Las huellas que dejó el devastador fenómeno hidrometeorológico se van borrando con el paso del tiempo gracias al despliegue de un amplio movimiento de solidaridad del pueblo, países y organismos adscritos al sistema de Naciones Unidas, junto con el decisivo aporte de las Fuerzas Armadas Revolucionarias y el Ministerio del Interior.
La manera en que esas fuerzas trabajaron para proteger la vida de las personas en los lugares más complejos, habla por SÍ sola de la moral, el prestigio, la ética y la cualidad de servicio al pueblo.
Sin tener que lamentar fallecidos, el huracán Melissa dejó más de tres millones y medio de damnificados y más de 90 mil viviendas dañadas, total o parcialmente.
Avances en la recuperación
En Santiago de Cuba, la provincia más afectada por el huracán Melissa, se ejecuta un intenso programa de construcción y rehabilitación de viviendas, en cuyo fondo habitacional se contabilizan más de 137 mil inmuebles con algún tipo de daño.
La adaptación de locales y de contenedores en viviendas, así como la construcción de cientos de casas tipología cuatro destacan entre las soluciones más viables.
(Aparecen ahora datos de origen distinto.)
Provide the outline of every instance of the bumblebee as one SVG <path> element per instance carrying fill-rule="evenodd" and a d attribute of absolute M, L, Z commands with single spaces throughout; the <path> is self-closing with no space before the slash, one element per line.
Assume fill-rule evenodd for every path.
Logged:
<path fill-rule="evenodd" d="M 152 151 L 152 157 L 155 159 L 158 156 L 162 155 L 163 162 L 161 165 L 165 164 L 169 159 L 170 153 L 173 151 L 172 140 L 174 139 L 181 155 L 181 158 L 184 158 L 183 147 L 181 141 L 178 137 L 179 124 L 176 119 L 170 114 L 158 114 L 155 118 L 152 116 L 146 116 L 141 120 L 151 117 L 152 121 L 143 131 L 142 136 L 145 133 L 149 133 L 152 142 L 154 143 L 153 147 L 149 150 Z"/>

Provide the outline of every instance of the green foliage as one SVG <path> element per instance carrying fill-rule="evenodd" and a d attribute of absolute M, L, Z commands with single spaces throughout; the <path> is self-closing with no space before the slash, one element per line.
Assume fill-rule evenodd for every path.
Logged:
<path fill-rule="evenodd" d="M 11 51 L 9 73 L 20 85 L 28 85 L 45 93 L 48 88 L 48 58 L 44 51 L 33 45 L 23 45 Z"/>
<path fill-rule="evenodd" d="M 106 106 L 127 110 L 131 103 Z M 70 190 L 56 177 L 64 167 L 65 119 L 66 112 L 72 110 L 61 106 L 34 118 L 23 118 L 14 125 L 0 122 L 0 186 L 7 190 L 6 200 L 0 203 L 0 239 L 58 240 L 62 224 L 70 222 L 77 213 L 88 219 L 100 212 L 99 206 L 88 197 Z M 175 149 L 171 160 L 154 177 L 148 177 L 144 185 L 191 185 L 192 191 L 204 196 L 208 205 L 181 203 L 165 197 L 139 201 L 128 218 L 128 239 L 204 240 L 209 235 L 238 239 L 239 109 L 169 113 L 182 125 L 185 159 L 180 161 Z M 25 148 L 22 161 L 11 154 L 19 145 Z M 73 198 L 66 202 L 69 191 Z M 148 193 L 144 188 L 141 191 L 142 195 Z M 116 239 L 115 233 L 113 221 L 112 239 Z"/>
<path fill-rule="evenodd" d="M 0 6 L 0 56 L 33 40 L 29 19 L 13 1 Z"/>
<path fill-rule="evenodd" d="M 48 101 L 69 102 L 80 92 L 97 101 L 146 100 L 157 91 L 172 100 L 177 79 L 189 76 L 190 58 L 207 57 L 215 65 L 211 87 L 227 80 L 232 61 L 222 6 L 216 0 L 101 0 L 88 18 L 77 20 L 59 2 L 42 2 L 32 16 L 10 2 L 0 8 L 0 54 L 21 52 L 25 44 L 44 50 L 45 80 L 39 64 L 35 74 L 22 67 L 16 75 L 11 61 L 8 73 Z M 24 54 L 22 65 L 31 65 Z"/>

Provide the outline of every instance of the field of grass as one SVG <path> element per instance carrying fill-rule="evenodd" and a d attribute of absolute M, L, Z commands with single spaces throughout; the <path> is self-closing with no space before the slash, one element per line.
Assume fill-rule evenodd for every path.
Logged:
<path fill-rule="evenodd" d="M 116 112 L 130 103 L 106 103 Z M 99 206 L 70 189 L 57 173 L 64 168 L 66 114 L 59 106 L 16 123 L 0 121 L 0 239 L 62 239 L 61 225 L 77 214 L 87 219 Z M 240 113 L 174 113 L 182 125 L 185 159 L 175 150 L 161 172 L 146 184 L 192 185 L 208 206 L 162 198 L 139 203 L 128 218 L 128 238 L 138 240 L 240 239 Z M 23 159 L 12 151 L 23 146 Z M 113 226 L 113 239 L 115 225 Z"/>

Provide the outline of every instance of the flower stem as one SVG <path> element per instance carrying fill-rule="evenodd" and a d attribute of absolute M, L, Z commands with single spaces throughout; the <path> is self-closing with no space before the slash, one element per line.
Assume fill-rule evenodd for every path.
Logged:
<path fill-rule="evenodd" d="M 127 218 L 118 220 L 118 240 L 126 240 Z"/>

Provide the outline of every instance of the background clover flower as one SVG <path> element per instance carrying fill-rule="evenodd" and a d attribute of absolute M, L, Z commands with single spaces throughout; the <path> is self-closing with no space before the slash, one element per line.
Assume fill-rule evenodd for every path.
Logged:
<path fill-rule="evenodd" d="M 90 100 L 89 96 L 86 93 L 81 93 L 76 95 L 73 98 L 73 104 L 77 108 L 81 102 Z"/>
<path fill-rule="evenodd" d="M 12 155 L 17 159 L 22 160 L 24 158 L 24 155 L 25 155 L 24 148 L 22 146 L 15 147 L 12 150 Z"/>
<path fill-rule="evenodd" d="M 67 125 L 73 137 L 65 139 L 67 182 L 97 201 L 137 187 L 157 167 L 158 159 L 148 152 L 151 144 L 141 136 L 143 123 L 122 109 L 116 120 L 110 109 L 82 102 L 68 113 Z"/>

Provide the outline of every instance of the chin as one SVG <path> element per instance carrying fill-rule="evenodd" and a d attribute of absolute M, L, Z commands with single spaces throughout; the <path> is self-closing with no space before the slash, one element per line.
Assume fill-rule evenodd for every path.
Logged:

Asimismo, se recupera la producción local de materiales de la construcción.
En las provincias orientales se avanza en la recuperación tras el impacto del monstruoso huracán Melissa, que ocasionó daños significativos en infraestructuras, viviendas y servicios básicos.
Se han recuperado, por ejemplo, más de 13 mil viviendas y más de 47 mil hectáreas de cultivos varios.